Add support for set type
In the previous version (1.1.0), adding a set would return a list:
$ pip freeze | grep itemloaders
itemloaders==1.1.0
$ cat test_set.py
from itemloaders import ItemLoader
test_set = {"foo", "bar"}
il = ItemLoader()
il.add_value("item_list", test_set)
print(il.load_item())
$ python ./test_set.py
{'item_list': ['bar', 'foo']}
In version 1.2.0, a list o af set would be returned:
$ pip freeze | grep itemloaders
itemloaders==1.2.0
$ python ./test_set.py
{'item_list': [{'bar', 'foo'}]}
This PR is aimed to keep the previous behaviour. Follow-up from https://github.com/scrapy/itemloaders/pull/51#issuecomment-2107173388
I must say, when you said keeping set, I thought we were talking about changing the existing isinstance to include it, not to add a separate isinstance to convert it to a list. So I’m +0 on this, I’m not against the change but it feels weird that arg_to_iter converts a set to a list, feels like that should be done by the calling code, either before or after.
@Gallaecio I honestly had the same initial idea, but then I double-checked how it used to work and started to doubt the whole idea. Ultimately though, I decided to make it backwards compatible and push it anyway, to have the conversation at least. Thinking about it again today, maybe it's better not to include the set at all as it might break existing code even more...
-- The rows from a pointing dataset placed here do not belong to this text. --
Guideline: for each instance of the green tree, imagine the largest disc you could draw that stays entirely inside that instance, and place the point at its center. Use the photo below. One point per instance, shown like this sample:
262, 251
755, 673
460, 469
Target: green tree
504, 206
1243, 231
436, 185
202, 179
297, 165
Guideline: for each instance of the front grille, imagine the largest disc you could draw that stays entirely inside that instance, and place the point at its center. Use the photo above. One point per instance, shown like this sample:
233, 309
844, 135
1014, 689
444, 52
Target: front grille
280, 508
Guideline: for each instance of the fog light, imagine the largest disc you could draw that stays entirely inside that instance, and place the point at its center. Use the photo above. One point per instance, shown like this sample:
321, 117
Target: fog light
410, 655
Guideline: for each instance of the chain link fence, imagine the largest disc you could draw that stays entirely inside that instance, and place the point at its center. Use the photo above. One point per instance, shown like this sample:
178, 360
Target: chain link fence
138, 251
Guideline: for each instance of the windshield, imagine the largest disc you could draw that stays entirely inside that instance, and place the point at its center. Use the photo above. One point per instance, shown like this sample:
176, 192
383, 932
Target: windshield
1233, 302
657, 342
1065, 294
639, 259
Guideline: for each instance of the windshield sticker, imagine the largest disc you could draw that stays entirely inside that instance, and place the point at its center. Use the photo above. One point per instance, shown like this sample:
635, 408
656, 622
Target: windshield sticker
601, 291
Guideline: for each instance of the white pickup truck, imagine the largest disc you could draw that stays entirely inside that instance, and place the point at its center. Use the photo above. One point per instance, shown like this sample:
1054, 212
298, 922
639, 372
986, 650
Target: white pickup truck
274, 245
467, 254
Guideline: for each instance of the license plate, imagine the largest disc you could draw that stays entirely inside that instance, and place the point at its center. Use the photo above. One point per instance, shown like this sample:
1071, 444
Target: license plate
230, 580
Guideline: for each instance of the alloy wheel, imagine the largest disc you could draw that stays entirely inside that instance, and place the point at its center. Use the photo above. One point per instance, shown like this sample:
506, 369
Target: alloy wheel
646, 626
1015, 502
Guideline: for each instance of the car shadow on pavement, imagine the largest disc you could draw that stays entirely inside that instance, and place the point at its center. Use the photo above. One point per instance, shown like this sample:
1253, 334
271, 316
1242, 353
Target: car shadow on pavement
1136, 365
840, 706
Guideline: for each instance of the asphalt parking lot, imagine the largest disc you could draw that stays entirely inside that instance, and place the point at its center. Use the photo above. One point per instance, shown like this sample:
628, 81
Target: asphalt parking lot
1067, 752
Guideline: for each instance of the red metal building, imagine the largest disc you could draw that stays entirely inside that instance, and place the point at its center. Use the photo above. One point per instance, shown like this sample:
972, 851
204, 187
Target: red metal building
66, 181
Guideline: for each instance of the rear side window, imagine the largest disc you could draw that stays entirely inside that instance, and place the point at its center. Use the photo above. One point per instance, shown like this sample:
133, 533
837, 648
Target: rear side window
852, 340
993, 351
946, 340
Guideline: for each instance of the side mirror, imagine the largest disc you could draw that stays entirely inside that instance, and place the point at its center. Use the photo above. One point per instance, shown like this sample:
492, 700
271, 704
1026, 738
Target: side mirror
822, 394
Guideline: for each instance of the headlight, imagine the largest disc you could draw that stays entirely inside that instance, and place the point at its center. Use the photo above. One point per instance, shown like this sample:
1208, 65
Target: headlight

Adding set to the list of classes in isinstance solves the same problem while keeping the code simple:
https://github.com/scrapy/itemloaders/pull/85
I think it's good to keep backwards compatibility, otherwise, this could cause many problems. If someone wants to actually have a dict in that field they can use the Identity processor.
@ava7 I didn't mind to steal your thunder here, I just created the PR to test my assumptions. Feel free to copy my solution here and close my PR.
@VMRuiz It's alright mate, nothing to steal here, the more opinions the better :) The problem with that code is that it might not be backwards compatible against version 1.1.0, if that is what you meant. Weirdly enough, a set used to return a simple list, now a set would return a list of a set... I'm not sure which one is more confusing. Maybe the old behaviour should be treated as a bug, and proceed with your changes?
I just checked that in 1.1.0 using default_output_processor or default_input_processor will not affect set being always converted into list, so it was impossible for an item to contain a set value.
Based on that, I propose to treat the old behavior as a bug and do not try to fix it. The downside to this is that someone that was relaying on the behavior may be surprised when he is not longer getting a list of values but a list of sets of values.